0:38Um, and I want to be clear like I am pretty biased, right? So, I think Spark is going to apply in a lot of situations in part because I would like you to buy several copies of my books. Um, right.
0:50I've worked on it for about a decade. I have tattoos from my from my books about
0:56Spark and like that that really sort of gives you an idea of my bias here. Um, another thing that I think sort of matters is I've tended to work at very large companies with fight health insurance sort of being an exception. Uh although we're a small company, we still have really massive data. It turns out there are a huge number of health
1:15insurance denials out there. Um arguably too big to fit on a single machine. So you know that that is a pretty good application of Spark. But you know uh not everyone is going to be working at that same scale and it's completely valid, right? If your analytics happen to fit in memory, this is fantastic, right? The other thing I tend to write
1:35Python and Scala code. I love those languages. If you don't like working in Python or Scala or Java, right, like that's that's something to keep in mind.

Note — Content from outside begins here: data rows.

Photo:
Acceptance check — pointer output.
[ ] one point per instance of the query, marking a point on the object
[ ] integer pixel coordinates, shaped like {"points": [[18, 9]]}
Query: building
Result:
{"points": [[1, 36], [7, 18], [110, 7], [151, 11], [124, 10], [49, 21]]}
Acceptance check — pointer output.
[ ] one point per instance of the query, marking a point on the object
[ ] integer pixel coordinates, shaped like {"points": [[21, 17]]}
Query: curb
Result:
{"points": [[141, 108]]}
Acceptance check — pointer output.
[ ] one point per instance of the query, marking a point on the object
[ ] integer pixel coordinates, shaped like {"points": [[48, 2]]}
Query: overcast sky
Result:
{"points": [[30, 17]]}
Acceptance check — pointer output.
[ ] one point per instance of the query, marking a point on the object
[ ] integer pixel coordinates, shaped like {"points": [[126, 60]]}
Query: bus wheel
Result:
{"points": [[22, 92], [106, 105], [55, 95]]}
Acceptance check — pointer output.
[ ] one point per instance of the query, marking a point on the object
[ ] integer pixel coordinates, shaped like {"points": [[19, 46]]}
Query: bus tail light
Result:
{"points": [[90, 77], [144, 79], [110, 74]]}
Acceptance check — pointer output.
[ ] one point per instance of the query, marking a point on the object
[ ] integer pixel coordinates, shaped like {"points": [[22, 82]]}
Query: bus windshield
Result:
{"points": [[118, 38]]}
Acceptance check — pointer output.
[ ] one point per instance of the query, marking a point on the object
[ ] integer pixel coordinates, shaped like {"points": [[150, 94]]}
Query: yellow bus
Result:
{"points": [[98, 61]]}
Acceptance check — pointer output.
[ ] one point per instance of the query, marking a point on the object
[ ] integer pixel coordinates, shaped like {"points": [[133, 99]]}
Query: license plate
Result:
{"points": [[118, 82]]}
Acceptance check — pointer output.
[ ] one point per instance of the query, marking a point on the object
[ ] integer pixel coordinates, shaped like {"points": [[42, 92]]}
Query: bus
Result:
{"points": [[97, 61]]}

1:45Spark is really good in Python and Scala and we do have new APIs through Spark Connect for other languages, but it's not as good in experience, right? Um the other thing is like you know work on things that are pretty close to to big data. Um, so this talk is about why not to use Spark, but we are going to start
2:05with a little bit of the why. Um, and here's a cloud that you cannot run Spark on. I did try. Um, turns out at Electric Daisy Carnival, they do not like it when you try and deploy uh software to their lights. Um, okay, cool. So, you know,
2:23the first reason to use Spark is when your data is just too big to fit in memory, right? And what does too big to fit in memory mean, right? Like one option is I can't open it in Excel. I would say probably not yet big data but a good starting point. If you can open it in Excel probably, you know,
2:41don't use spark some exceptions. If you can open it in pandas, that's also probably going to be a lot easier, right? Similarly, if you can work in mother duck, it's going to be a lot easier when it's on a single machine.

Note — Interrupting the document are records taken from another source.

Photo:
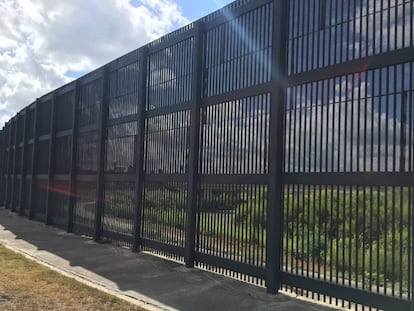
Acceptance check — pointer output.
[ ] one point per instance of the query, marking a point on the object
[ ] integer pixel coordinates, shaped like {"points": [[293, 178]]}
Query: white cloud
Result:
{"points": [[43, 41]]}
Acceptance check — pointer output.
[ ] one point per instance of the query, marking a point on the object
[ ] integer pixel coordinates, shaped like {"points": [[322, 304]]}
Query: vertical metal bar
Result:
{"points": [[16, 123], [34, 160], [7, 171], [277, 111], [23, 164], [194, 145], [73, 159], [139, 182], [101, 155], [51, 157]]}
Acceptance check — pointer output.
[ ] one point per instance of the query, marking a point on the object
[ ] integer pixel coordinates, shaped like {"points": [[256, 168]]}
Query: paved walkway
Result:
{"points": [[146, 280]]}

2:52But if it's not going to fit on a single machine, this is probably a good sign that it might be time to use Spark.
2:59The other thing here is right, things fit more, right? Uh it's it's like our house. Uh we lived in a very tiny place and we had a very tiny dog. Um however, the dog started to grow and so we moved to a bigger place. Uh and unlike San Francisco, it's actually cheaper to get bigger computers now. Um, it turns out
3:19it is more expensive to rent bigger apartments unfortunately, but that's that's okay, right? Like you can get a bigger house for your dog. You can get a bigger computer for your analytics and you don't have to spend all of your money on it, unlike us with with our dog because living in San Francisco is just just a little expensive. Um the other
3:39one, the other good reason to use Spark even when it does fit on a single computer is if your analytics are too slow or if you're doing something more complex than analytics, right? Um for example, if you're calling a bunch of LLMs, if you're trying to do a bunch of like model fine-tuning, even if your data fits on a single machine, trying to
3:58run it all on a single machine might not be good, right? And so what we can do is we can sort of take our dog and we can put our dog on something faster. in this case, Spark, right? Um or my wife uh carrying the dog in a little backpack.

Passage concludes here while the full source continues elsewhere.